Urgensinya presiden harus memegang langsung industri strategis, karena presiden memiliki kewenangan yang besar dalam sisi finansial dan secara politis. Industri pertahanan strategis adalah industri yang membutuhkan dukungan finansial yang sangat besar. Sementara presiden dianggap memiliki kewenangan lebih besar untuk menentukan anggaran dibandingkan level menteri. "Kalau menteri pertahanan kan tidak mungkin mendesak menteri keuangan," ujarnya.
Selain membutuhkan pendanaan yang besar, industri strategis pertahanan juga memiliki resiko yang besar pula. Menurutnya, resiko kerugian dalam industri pertahanan sangat besar, sehingga secara politis dibutuhkan lembaga yang memiliki kekuatan besar untuk mempertanggungjawabkannya. Selain itu, presiden juga dianggap lebih memiliki kekuatan untuk melakukan koordinasi dalam menentukan kebijakan industri pertahanan ini.
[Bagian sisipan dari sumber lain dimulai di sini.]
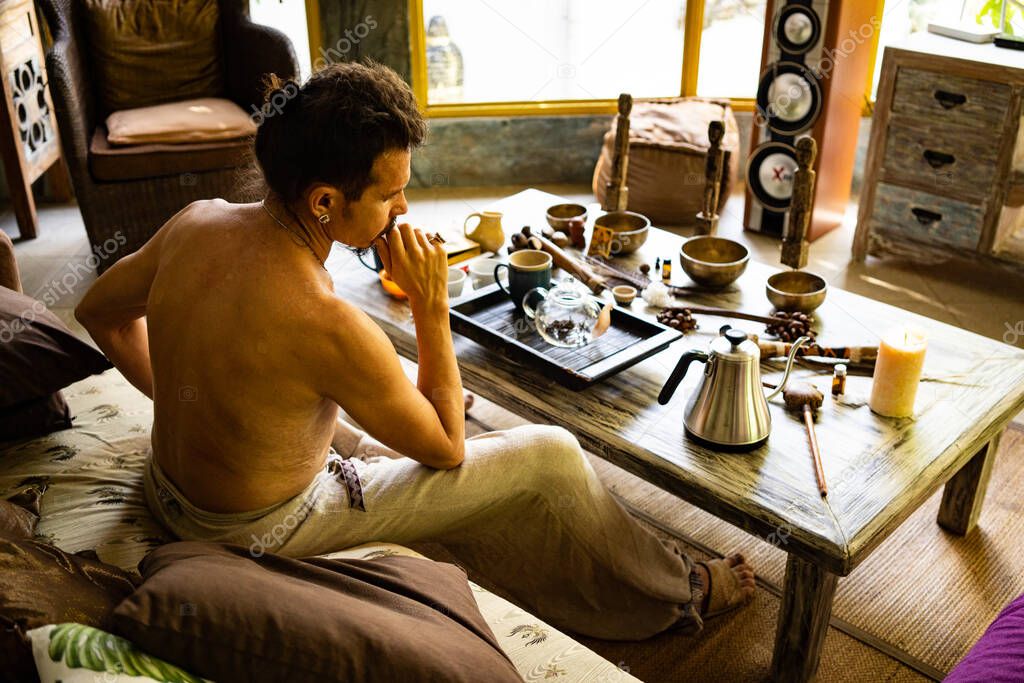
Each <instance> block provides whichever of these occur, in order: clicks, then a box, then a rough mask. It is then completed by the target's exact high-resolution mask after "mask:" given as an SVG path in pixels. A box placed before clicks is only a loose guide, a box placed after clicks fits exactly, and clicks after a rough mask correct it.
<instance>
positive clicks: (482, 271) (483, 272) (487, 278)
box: [469, 258, 504, 290]
mask: <svg viewBox="0 0 1024 683" xmlns="http://www.w3.org/2000/svg"><path fill="white" fill-rule="evenodd" d="M499 263H504V261H502V260H501V259H499V258H478V259H476V260H475V261H471V262H470V264H469V279H470V280H471V281H472V283H473V289H474V290H478V289H480V288H482V287H486V286H487V285H490V284H493V283H494V282H495V266H496V265H498V264H499Z"/></svg>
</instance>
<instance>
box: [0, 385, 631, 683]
mask: <svg viewBox="0 0 1024 683" xmlns="http://www.w3.org/2000/svg"><path fill="white" fill-rule="evenodd" d="M63 395H65V398H66V399H67V400H68V404H69V405H70V407H71V410H72V414H73V415H74V416H75V420H74V424H75V426H74V427H73V428H72V429H66V430H63V431H58V432H54V433H52V434H48V435H46V436H43V437H40V438H35V439H30V440H27V441H12V442H6V443H0V498H6V497H7V496H9V495H11V494H12V493H13V492H14V490H16V489H19V488H22V487H24V486H26V485H31V484H33V483H41V484H45V486H46V488H45V492H44V493H43V496H42V499H41V501H40V513H41V515H40V519H39V524H38V526H37V527H36V536H37V538H41V539H43V540H45V541H47V542H49V543H52V544H54V545H55V546H57V547H59V548H60V549H62V550H65V551H67V552H72V553H76V552H80V551H83V550H94V551H95V553H96V555H97V556H98V557H99V559H100V560H102V561H104V562H109V563H111V564H114V565H116V566H119V567H122V568H123V569H125V570H128V571H135V570H136V566H137V564H138V562H139V560H141V559H142V557H144V556H145V554H146V553H147V552H150V551H151V550H152V549H154V548H156V547H158V546H160V545H162V544H165V543H169V542H171V541H173V540H174V538H173V537H172V536H171V535H170V533H169V532H168V531H167V530H166V529H164V528H163V527H162V526H161V525H160V523H159V522H158V521H157V520H156V519H155V518H154V517H153V515H152V514H151V513H150V510H148V508H147V507H146V505H145V500H144V497H143V494H142V471H143V466H144V464H145V459H146V457H147V453H148V449H150V428H151V426H152V424H153V404H152V403H151V401H150V399H148V398H146V397H145V396H144V395H142V394H141V393H140V392H139V391H138V390H136V389H135V388H134V387H132V386H131V385H130V384H129V383H128V382H127V381H126V380H125V379H124V377H123V376H122V375H121V374H120V373H119V372H118V371H117V370H111V371H108V372H105V373H103V374H102V375H96V376H94V377H89V378H87V379H85V380H82V381H81V382H77V383H76V384H73V385H71V386H70V387H68V388H67V389H65V390H63ZM388 554H399V555H411V556H416V557H422V555H419V554H418V553H416V552H415V551H413V550H410V549H409V548H404V547H402V546H397V545H393V544H387V543H374V544H368V545H362V546H358V547H356V548H349V549H346V550H342V551H340V552H337V553H331V554H329V555H326V557H333V558H339V557H357V558H365V557H374V556H380V555H388ZM470 587H471V588H472V590H473V595H474V596H475V597H476V601H477V604H478V605H479V607H480V612H481V613H482V614H483V617H484V618H485V620H486V621H487V624H489V625H490V628H492V630H493V631H494V633H495V636H496V637H497V638H498V641H499V643H500V644H501V646H502V648H504V649H505V651H506V652H507V653H508V655H509V657H510V658H511V659H512V663H513V664H514V665H515V667H516V670H517V671H518V672H519V674H520V675H521V676H522V677H523V679H524V680H526V681H539V680H545V681H548V680H555V681H581V682H592V681H593V682H597V681H636V680H637V679H635V678H634V677H632V676H630V675H629V674H628V673H626V672H625V671H623V670H621V669H618V668H617V667H615V666H614V665H612V664H611V663H609V661H607V660H605V659H603V658H602V657H600V656H599V655H598V654H596V653H595V652H594V651H592V650H590V649H588V648H586V647H584V646H583V645H581V644H579V643H577V642H575V641H573V640H572V639H571V638H569V637H568V636H566V635H565V634H563V633H561V632H560V631H558V630H557V629H555V628H553V627H551V626H549V625H548V624H545V623H544V622H542V621H540V620H539V618H537V617H536V616H534V615H532V614H530V613H529V612H527V611H524V610H522V609H520V608H519V607H517V606H515V605H513V604H512V603H510V602H508V601H507V600H505V599H503V598H501V597H499V596H497V595H495V594H493V593H490V592H488V591H486V590H484V589H482V588H480V587H479V586H477V585H475V584H473V583H472V582H470Z"/></svg>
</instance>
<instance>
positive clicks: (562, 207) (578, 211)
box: [548, 204, 587, 234]
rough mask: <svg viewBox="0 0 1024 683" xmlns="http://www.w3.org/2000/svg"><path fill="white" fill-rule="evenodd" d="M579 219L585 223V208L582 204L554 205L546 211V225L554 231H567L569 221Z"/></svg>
mask: <svg viewBox="0 0 1024 683" xmlns="http://www.w3.org/2000/svg"><path fill="white" fill-rule="evenodd" d="M573 218H579V219H580V220H582V221H583V222H585V223H586V222H587V207H585V206H584V205H582V204H556V205H555V206H553V207H550V208H549V209H548V225H550V226H551V227H553V228H554V229H556V230H560V231H562V232H565V233H566V234H567V233H568V231H569V221H570V220H572V219H573Z"/></svg>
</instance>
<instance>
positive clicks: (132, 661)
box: [29, 624, 209, 683]
mask: <svg viewBox="0 0 1024 683" xmlns="http://www.w3.org/2000/svg"><path fill="white" fill-rule="evenodd" d="M29 638H31V639H32V653H33V656H34V657H35V659H36V669H37V670H38V672H39V680H40V681H41V683H56V682H57V681H60V682H61V683H95V681H96V680H97V677H96V673H101V674H104V676H103V677H102V680H103V681H104V683H131V682H140V681H155V682H159V683H204V682H205V681H206V679H203V678H200V677H198V676H193V675H191V674H189V673H188V672H186V671H182V670H181V669H178V668H177V667H175V666H174V665H172V664H168V663H166V661H164V660H163V659H158V658H157V657H155V656H151V655H148V654H146V653H145V652H143V651H142V650H140V649H138V648H137V647H135V645H134V644H133V643H132V642H131V641H130V640H125V639H124V638H121V637H120V636H115V635H114V634H112V633H106V632H105V631H100V630H99V629H94V628H92V627H91V626H84V625H82V624H56V625H51V626H44V627H42V628H39V629H33V630H32V631H30V632H29ZM106 674H109V675H106ZM207 683H209V682H207Z"/></svg>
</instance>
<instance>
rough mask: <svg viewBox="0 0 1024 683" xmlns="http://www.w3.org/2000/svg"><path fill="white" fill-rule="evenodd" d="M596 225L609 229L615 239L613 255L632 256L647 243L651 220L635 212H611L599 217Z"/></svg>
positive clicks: (625, 211) (611, 239)
mask: <svg viewBox="0 0 1024 683" xmlns="http://www.w3.org/2000/svg"><path fill="white" fill-rule="evenodd" d="M594 225H600V226H601V227H607V228H608V229H610V230H611V231H612V232H614V233H615V234H614V237H613V238H612V239H611V255H612V256H622V255H623V254H632V253H633V252H635V251H636V250H637V249H640V247H642V246H643V243H645V242H647V233H648V232H649V231H650V219H648V218H647V216H644V215H642V214H639V213H636V212H634V211H609V212H608V213H606V214H604V215H603V216H598V218H597V220H595V221H594Z"/></svg>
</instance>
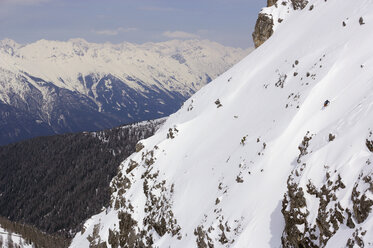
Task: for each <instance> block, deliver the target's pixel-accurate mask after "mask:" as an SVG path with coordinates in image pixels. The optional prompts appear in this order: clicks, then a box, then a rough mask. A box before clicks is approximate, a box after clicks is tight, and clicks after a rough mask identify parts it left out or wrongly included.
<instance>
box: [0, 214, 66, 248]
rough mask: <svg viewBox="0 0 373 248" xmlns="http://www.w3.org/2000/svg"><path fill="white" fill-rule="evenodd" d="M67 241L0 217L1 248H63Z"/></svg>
mask: <svg viewBox="0 0 373 248" xmlns="http://www.w3.org/2000/svg"><path fill="white" fill-rule="evenodd" d="M68 245H69V243H68V240H66V239H64V238H61V237H58V236H52V235H48V234H46V233H43V232H41V231H39V230H37V229H36V228H35V227H33V226H29V225H25V224H19V223H15V222H11V221H9V220H7V219H5V218H3V217H0V247H1V248H20V247H23V248H35V247H54V248H64V247H67V246H68Z"/></svg>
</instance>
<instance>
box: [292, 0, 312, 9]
mask: <svg viewBox="0 0 373 248" xmlns="http://www.w3.org/2000/svg"><path fill="white" fill-rule="evenodd" d="M291 3H292V5H293V8H294V10H297V9H304V8H305V7H306V6H307V4H308V1H307V0H291Z"/></svg>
Sementara itu, Ketua Komisi Inovasi Nasional Zulha mengatakan, pendanaan untuk industri pertahanan Indonesia merupakan yang terendah di kalangan negara-negara ASEAN. "Hanya 0,6 persen dari GDP," ujarnya. Sementara negara-negara lain, seperti Malaysia dan Thailand, memiliki anggaran yang mendekati 2 persen dari GDP.
Kendala anggaran menjadi hambatan terbesar dalam pengembangan industri pertahanan. Ia mengatakan, Indonesia sebenarnya memiliki sumber daya yang besar untuk mengembangkan industri ini. "Infrastruktur Iptek kita sudah cukup memadai. Wind tunnel kita di Serpong terbaik di Asia. Untuk laut, kita bisa menggunakan Hidro Dinamic di Surakarta," ujarnya.
Ia berharap dengan lahirnya undang-undang ini, permasalahan pendanaan dapat dituntaskan. Senada dengan Zulha, Mufti menilai ketiadaan payung hukum berupa undang-undang menjadikan pengembangan industri pertahanan tersendat.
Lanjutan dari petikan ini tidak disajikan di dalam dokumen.